Pour beaucoup, ce défilé ressemblait à une entrée en résistance, après la longue période de KO consécutive à l’élection surprise du candidat républicain, le 8 novembre.

Sophie Black a 25 ans et vit à Brooklyn. Elle travaille comme productrice free lance pour la télévision et a conduit jusqu’à Washington pour participer.

« Parce que je suis inquiète pour notre futur. Parce que la politique de Trump repose sur les discriminations. J’espère plus de libertés et d’interactions entre les gens »

Elle s’appelle Kathie (au centre) et est accompagnée de deux amis : Logan et Erin. Tous trois viennent de Richmond, en Virginie. | Pierre Bouvier - Le Monde

Avec son t-shirt de Planned Parenthood, la plus grande organisation de planning familial, menacée par les propos du candidat Donald Trump, Kathie vient, elle, de Richmond, en Virginie. Elle est accompagnée de deux amis : Logan et Erin, eux aussi de Richmond.

« Les droits des femmes font partie des droits de l’homme. Tous les Américains, peu importe pour qui ils ont voté, doivent voir leurs droits être protégés. Et je crois que la réponse du président Trump ne sera qu’une série de tweets, parce qu’il n’est que tweets et zéro actions. Il ne fera rien pour nous, il va falloir qu’on s’en occupe nous-même. »

Emily Hill est venue en voiture de Cape Cod, dans le Massachusetts. Comme beaucoup, elle est encore sonnée par le résultat de l’élection :

« Je suis là, parce qu’il fallait faire quelque chose. Je voudrais faire plus, mais je suis là, déjà, pour le moment »

Colin Reilly : « Je suis venu pour soutenir les femmes qui sont dans ma vie ». | Pierre Bouvier - Le Monde

Venu de New York, Colin Reilly a accompagné sa femme et sa belle-mère :

« Je suis venu pour soutenir les femmes qui sont dans ma vie : pour leur montrer que je suis à leurs côtés, que je me soucie d’elles et qu’elles sont incroyablement importantes pour moi.

Tina Frank, 28 ans, vient de Denver, dans le Colorado.

« Je suis à Washington, en raison du mouvement Black Lives Matter, pour défendre les droits des immigrants, les droits LGBTQ. Le lendemain des élections, je me suis réveillée en me disant qu’il fallait faire quelque chose.
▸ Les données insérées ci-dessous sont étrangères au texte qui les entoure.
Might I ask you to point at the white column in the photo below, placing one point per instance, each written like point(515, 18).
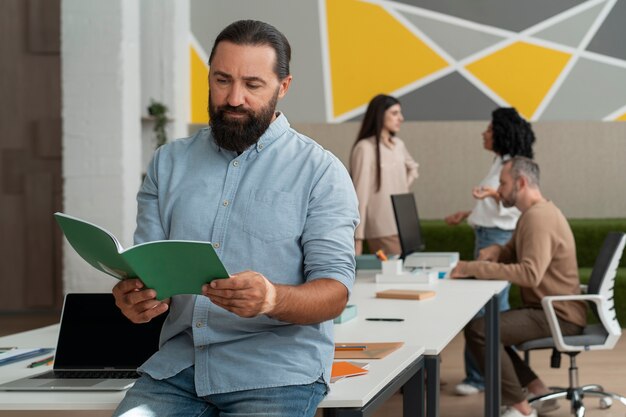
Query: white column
point(101, 124)
point(165, 77)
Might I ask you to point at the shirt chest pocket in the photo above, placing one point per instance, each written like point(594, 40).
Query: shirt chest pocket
point(271, 215)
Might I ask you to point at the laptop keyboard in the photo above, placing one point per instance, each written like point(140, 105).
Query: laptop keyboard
point(89, 375)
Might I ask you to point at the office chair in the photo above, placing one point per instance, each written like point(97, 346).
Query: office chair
point(601, 336)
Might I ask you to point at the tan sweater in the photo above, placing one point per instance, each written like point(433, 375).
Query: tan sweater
point(398, 171)
point(541, 259)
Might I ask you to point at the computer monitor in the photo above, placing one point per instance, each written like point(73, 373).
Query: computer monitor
point(407, 220)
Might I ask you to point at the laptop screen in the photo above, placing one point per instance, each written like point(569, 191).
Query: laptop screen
point(94, 334)
point(407, 220)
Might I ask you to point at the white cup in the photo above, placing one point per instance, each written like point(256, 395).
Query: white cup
point(392, 267)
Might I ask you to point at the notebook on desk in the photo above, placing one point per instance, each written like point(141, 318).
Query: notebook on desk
point(98, 348)
point(411, 239)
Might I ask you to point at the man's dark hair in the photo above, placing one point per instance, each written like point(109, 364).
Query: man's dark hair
point(525, 167)
point(512, 135)
point(256, 33)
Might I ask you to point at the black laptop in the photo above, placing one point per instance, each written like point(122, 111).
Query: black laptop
point(98, 348)
point(408, 222)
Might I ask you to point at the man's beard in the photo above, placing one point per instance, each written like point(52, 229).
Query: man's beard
point(239, 134)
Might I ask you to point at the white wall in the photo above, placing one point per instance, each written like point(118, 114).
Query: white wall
point(105, 92)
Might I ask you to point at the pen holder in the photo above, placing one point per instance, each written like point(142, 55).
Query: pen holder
point(392, 267)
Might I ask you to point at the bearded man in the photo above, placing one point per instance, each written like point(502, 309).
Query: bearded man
point(541, 259)
point(280, 212)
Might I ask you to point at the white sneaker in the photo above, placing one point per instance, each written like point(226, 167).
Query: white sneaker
point(514, 412)
point(466, 389)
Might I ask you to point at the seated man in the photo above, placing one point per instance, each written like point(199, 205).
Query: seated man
point(541, 259)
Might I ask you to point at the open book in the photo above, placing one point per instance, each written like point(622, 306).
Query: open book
point(168, 266)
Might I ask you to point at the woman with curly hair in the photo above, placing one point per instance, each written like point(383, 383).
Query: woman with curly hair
point(507, 135)
point(380, 166)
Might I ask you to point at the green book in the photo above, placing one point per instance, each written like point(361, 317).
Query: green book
point(170, 267)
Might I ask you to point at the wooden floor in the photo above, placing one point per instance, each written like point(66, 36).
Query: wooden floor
point(607, 368)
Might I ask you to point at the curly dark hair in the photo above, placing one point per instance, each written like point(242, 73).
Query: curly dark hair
point(512, 135)
point(373, 123)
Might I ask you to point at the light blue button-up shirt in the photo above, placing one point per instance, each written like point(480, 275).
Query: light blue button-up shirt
point(285, 208)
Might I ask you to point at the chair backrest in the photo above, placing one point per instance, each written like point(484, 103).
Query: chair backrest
point(602, 279)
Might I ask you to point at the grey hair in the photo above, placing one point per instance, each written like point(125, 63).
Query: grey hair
point(525, 167)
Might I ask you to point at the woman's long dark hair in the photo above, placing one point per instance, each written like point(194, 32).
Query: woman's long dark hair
point(373, 123)
point(512, 135)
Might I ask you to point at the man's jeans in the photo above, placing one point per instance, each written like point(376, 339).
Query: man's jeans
point(485, 236)
point(176, 396)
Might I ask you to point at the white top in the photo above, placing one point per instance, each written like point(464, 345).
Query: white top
point(488, 213)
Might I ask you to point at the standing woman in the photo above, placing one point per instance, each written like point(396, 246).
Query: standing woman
point(507, 135)
point(380, 166)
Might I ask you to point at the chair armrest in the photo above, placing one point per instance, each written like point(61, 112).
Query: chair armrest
point(548, 307)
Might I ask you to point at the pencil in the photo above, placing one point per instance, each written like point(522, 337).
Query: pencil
point(381, 255)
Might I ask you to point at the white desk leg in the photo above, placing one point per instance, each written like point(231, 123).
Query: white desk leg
point(492, 359)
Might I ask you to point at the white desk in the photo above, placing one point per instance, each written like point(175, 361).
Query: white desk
point(350, 396)
point(431, 323)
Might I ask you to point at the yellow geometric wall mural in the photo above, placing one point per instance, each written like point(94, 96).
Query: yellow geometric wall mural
point(371, 52)
point(199, 88)
point(521, 73)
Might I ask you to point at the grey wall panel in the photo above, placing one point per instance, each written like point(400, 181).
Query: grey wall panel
point(449, 98)
point(571, 31)
point(457, 41)
point(610, 37)
point(592, 90)
point(299, 21)
point(513, 15)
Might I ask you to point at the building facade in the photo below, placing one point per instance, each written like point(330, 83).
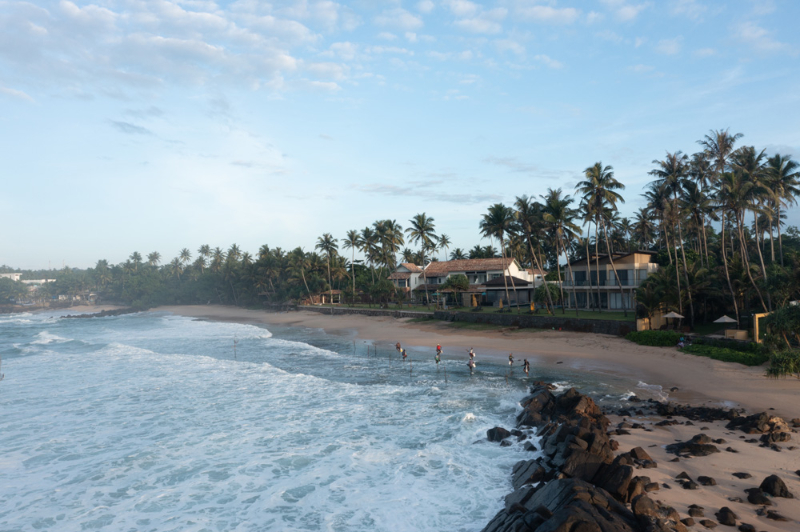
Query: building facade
point(594, 285)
Je pense que les droits des femmes sont déjà menacés : il ne veut plus financer le planning familial. Il a dit que lorsque vous être riche et célèbre, vous pouvez faire ce que vous voulez avec les femmes. C’est une bonne indication de ce vers quoi on va. »

Alexis Blavos est docteure et professeure assistante à l’université de Cortland, dans l’Etat de New York. Elle enseigne notamment sur les questions de santé et accompagne aujourd’hui un groupe d’étudiants.

« Hier soir, il a commencé à s’en prendre à l’Affordable Care Act, ou Obamacare. Le résultat, ce seront des femmes ayant un accès plus réduit à la contraception, une augmentation des avortements, des grossesses précoces, chez les adolescentes. On sait que chaque dollar dépensé dans la prévention des naissances en économise deux pour la protection sociale. C’est le premier retour en arrière pour les droits des femmes. »

Susan Brühl et sa fille Martha Brühl, de New Haven, dans le Vermont. | Pierre Bouvier - Le Monde

Susan Brühl, de New Haven, dans le Vermont. « Nous ne sommes pas seulement pour les droits des femmes, mais pour les droits de tout le monde, pour lutter contre les inégalités. » Sa fille, Martha, surenchérit :

« Nous vivons dans un monde où tout a changé, où les droits des femmes doivent aussi évoluer et ne pas être traités en dernier. »

Germaine Brennan, de Greensburg en Pennsylvanie.

« Je pense qu’on va être mise de côté en tant que femmes. Notre protection sociale va se dégrader, nos salaires vont baisser. On va assister à un retour aux années 1950, quand les femmes restaient au foyer. Nous valons tellement plus que ça ».

Sa petite fille ajoute : « Nous sommes de méchantes femmes », en référence aux propos désobligeants de Trump envers Hillary Clinton, lors des débats télévisés.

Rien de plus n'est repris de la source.